The student loan debt “crisis” has been making headlines across the country and drawing strong responses from all the major presidential candidates. There is a lot of discussion about making college free, forgiving student debt, or providing federal refinance programs. At the same time, there are horror stories about folks who have mountains of student debt that they don’t see how they can pay off. Against this backdrop, prospective college students need to make complicated financial decisions in the next few months about how to pay for college. For some students, who are still teenagers, these questions may seem daunting. Perhaps some general guidelines about education finance would be helpful.
First, taking on debt requires careful consideration, mature planning, and is not always appropriate. Credit is ubiquitous in our society. According to the Federal Reserve, total consumer debt in America is over $3,500,000,000,000 – that’s TRILLION! – and this excludes mortgage debt. Debt generally falls into two categories: secured and unsecured. Secured debt means money borrowed to finance the purchase of an asset that has a long life span, such as a home or a car. It is “secured” because the lender can take the asset if the borrower doesn’t pay back the debt. Think about the foreclosure on a home or repossession on a car and you have the right idea. Unsecured debt is backed only by the borrower’s willingness and ability to pay.
Student debt is a bit of a hybrid. While no lender can “repossess” your education, you are in fact financing a long term asset, i.e. your education. It might seem odd to consider your education an “asset” like a car or a home. But in a way it is, since your education is the means by which you will achieve your livelihood, hopefully for many decades.
Certainly, there is much more to getting an education than securing future income. There is the community you will join, the relationships you will build, the books you will read, and the teachers who will mentor and guide you. But, at the same time, you may spend tens, maybe hundreds, of thousands of dollars. Is it reasonable to borrow some of that?

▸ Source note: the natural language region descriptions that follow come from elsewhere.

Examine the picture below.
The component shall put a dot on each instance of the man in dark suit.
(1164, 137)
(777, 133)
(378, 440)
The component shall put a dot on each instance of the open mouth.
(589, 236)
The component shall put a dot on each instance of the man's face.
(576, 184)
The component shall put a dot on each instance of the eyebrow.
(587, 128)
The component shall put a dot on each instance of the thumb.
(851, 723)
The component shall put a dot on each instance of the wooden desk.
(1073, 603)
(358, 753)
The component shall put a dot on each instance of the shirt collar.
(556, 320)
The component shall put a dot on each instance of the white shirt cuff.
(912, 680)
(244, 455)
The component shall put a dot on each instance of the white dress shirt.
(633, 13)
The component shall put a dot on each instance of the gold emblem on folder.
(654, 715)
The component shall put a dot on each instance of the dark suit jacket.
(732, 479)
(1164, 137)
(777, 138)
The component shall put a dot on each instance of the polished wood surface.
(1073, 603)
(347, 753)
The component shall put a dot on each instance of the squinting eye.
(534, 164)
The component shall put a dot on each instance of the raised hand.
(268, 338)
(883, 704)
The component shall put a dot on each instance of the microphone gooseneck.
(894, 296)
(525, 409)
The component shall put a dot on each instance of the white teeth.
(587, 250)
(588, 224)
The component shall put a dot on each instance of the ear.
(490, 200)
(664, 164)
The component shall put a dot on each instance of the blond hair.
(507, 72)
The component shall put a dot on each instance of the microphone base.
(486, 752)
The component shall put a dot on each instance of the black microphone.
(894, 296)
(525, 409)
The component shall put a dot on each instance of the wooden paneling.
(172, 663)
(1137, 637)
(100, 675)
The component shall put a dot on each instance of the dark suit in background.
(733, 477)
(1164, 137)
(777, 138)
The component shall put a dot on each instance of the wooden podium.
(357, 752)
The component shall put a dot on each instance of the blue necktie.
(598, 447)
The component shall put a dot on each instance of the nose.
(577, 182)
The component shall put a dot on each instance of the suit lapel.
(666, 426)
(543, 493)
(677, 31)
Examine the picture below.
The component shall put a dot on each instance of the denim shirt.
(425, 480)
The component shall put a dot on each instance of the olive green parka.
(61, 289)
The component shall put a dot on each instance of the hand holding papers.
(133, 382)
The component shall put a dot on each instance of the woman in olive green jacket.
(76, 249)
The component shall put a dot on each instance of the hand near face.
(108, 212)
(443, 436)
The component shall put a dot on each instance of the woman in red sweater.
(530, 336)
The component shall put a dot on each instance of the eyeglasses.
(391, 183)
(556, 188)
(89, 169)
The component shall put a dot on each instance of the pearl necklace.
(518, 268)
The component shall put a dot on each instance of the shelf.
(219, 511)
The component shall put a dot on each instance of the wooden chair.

Cold hard math would suggest that it is. Many studies have shown that college graduates earn more – much more – than those who lack a college degree. And this earnings disparity is likely to persist over many decades. Suppose one were to borrow $50,000 to earn a college degree and, as a result, increase one’s future earnings by $30,000 per year for the rest of one’s working life. These are not fanciful assumptions; they are actually supported by recent studies from the Economic Policy Institute showing college graduates earn nearly twice as much as high school graduates. Assuming a 30-year working career, that $50,000 investment would be repaid many times over. In strictly financial terms that would be perhaps the best investment one could ever make.
But some education investments are not quite so good, and students should also consider the potential downside. Suppose one were to borrow $50,000 and not graduate. Not only is there the cost of foregone income while in school but also the dismal prospect of not earning any more than one would have earned without the college interlude. Here it’s easy to see that the $50,000 in debt can potentially leave one worse off. The question is, how do you decide?
Most students are optimistic, and it’s always a good idea to “bet on yourself.” But there are better and worse ways to bet on oneself. The key is having enough information to make the most informed choice you can. The Obama Administration has recently introduced a College Scorecard, which provides school-by-school information about graduation rates and post-graduate income levels. Such tools are invaluable in providing the information necessary for students to make informed choices. A number of studies have improved upon the scorecard and looked at various colleges’ “value added.” They attempt to answer the question, How much more does a student earn by going to one college versus another? This approach is an improvement on the “college or no college” framework. It uses real data to determine which colleges provide better returns on investment – or “return on education.” The Economist magazine has a very helpful calculator that looks at these sorts of economic returns to education.
So does it make sense to finance a part of your college education with borrowings? One should always be careful when borrowing, especially since education debt is not likely to be forgiven, even if the student goes bankrupt. But while a college education is more than a financial decision, it is not less than one. If you are confident that the degree you will receive will lead to lifetime earnings power well in excess of what you might earn without the degree, then some amount of debt is justified. But be realistic about post-graduation debt and income levels.
At College Ave, we try to make the first part as transparent as possible, and our calculator tool gives you the information you need to determine monthly payments at various debt levels. The income projections are available from a variety of sources such as the one linked above. Before borrowing, make sure you have a reasonable prospect of earning enough income that you will be able to repay the debt easily, not using much more than 15-20% of your after-tax income on debt repayment. As an example, a student who borrows $50,000 for four years of college at 7% for a 10-year term would have monthly payments of just under $600. If the graduate is now earning $40,000 per year after taxes, the loan payments would take about 17% of the post-tax income. Students should think ahead about reasonable budgets and only borrow if the math makes sense.
A college education is still part of the American Dream, and it might make sense to finance that dream – just be sure to do the math first!